Carlo Palermo, segretario nazionale di Anaao-Assomed, l’associazione dei medici dirigenti, è però convinto che le cifre sono sufficienti a tagliare “in modo consistente l’imbuto formativo. Per azzerarlo del tutto bisognerà prevedere un finanziamento dello stesso livello anche per il ciclo che inizierà nel 2021. Ora speriamo che i controllori di via XX settembre siano generosi. Altrimenti dobbiamo sperare nel Mes superando le ritrosie ideologiche che pervadono anche settori della maggioranza. E’ difficile dire no in questo contesto a 36 miliardi da destinare solo alla sanità”. Il problema per gli specializzandi, dice Palermo al Foglio, “a mio parere è quello di passarli fin dal primo anno ad un contratto di formazione lavoro e ad una formazione sul campo.
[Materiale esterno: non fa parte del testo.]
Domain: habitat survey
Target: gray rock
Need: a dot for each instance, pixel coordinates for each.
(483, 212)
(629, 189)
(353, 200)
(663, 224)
È necessario, pertanto, individuare dei Teaching Hospital o meglio dei Learning Hospital con tutor ospedalieri che seguano e certifichino la progressiva acquisizione di autonomia professionale da parte degli specializzandi”.
Concretamente questo significherebbe, dice Palermo, un “anticipo previdenziale di 4 o 5 anni; uno stipendio prossimo a quello degli ospedalieri; tutele assicurative; tutele sindacali (ferie, riposi, orario di lavoro)”. Ma soprattutto, dice Palermo, “il contratto di formazione lavoro permetterebbe con una apposita modifica della legge 502/92, l’assunzione, dopo concorso ovviamente, direttamente con un incarico professionale eliminando la fascia del dirigente medico in formazione che nella attuale normativa della carriera dura 5 anni. L’anticipo significa un incremento di 15 mila euro l’anno rispetto agli step vigenti”. Questo secondo Palermo sarebbe un modo concreto per non dimenticarsi dei medici proprio adesso. Anche per le politiche della sanità italiana insomma serve una fase due.